At a vanishingly distant 3rd and 4th places, MS is desperately fighting for 1. and 2. (and can only do so thanks to the now unified Windows platform), while BB has clearly lost 2. and is arguably losing 1. Don't even talk about 3. for either one.
One thing I'd add - likely related closely to survival and relevance is around product sustainability and platform responsibility - I'm talking mainly in regards to consistently demonstrating due-diligence of maintaining, servicing and supporting the platform / services such as widespread, timely security patching controlled and measured across a reasonable age range of products while also responsibly protecting customer privacy.
While on the surface this may seem more like measures of product quality rather than success - I believe they are critically important, key indicators of a successful product / deliverable.
As you say - winning is not solely about market share or pure profit, but also sustainability and social responsibility which in turn then feeds back into both relevance and survival in the long run.
*Pleasse excuse any typos, rushed my reply just on my phone late at night when I should be sleeping.
How can the war be over when two rivals are standing?
Unless the objective of any war in the computing arena is to be understood as: "Microsoft is not there".
Another definition of "war is over" might be that everyone has some open hardware in their hands (that they actually own), which runs a fully open source everything from the boot firmware through to the system UI and apps. In other words "Microsoft is not there; Google is not there; Apple is not there ..."
I assumed the author meant that the market had stabilized and the period where you might see large gains or losses by the individual players over small spans of time (like a year) is over. The war metaphor is just a metaphor after all (and a pretty lousy one at that, clearly).
In the comments there's an interesting take on the Wintel era desktop wars, apparently Apple wins that decisively, as long as you don't count Microsoft.
I wonder if that will be the long term view on Android vs iOS, that Apple won it as long as you focus on Lenovo and HTC and Samsung and other manufacturers and ignore Google.

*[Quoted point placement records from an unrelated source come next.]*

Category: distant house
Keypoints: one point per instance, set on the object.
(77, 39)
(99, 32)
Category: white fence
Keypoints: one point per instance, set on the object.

Though as Google seems a little bit less focussed on capturing all the profits, possibly everyone will benefit from the competition.
Sometimes I feel this way. Yet I wonder if it's just that my WP didn't have many apps. Had it been fully loaded the battery and speed advantages may have disappeared.
This is another vague post by Ben Evans. His work goes after the hot topics and either states the obvious or makes several low information content, i.e., not disapprovable points. Sorry to be negative but not seeing in his work what's that interesting to discuss.
The Chinese and Indian markets are just now beginning to wake up. Even if it were reasonable to say anything is ever settled in the technology space (Blackberry anyone?), given that companies coming out of these new markets are sending clear signals they intend to make their own way, given saturation of the mobile market in these economies is incomplete, given their governments' are more explicitly hands on with issues of technology and it's social implications, given their clear break with U.S. policy on I.P. (be it technology or pharmaceuticals),,, I'd hardly feel comfortable putting my money on the "it's all settled" bet.
Things shake up all the time. Take the example of Microsoft announcing the ML based Editor feature yesterday, a number of people in my office were genuinely excited to use Word after that. Bottom line is things come from left field from time to time and it is foolish to predict things.
I guess the most interesting move possible now is what happens if Android does a desktop/laptop edition and starts trying to compete with MacOS/Windows in the business space.
I'm not sure the point if I were going to develop an app today I would probably use xamarin because it could be developed a lot cheaper for both platforms.
Nothing is over, even the "browser war" is now back on in full force, I suspect a new operating system (or perhaps windows 10? who knows) will emerge that will challenge both iOS and Android. Why? because something like this always does.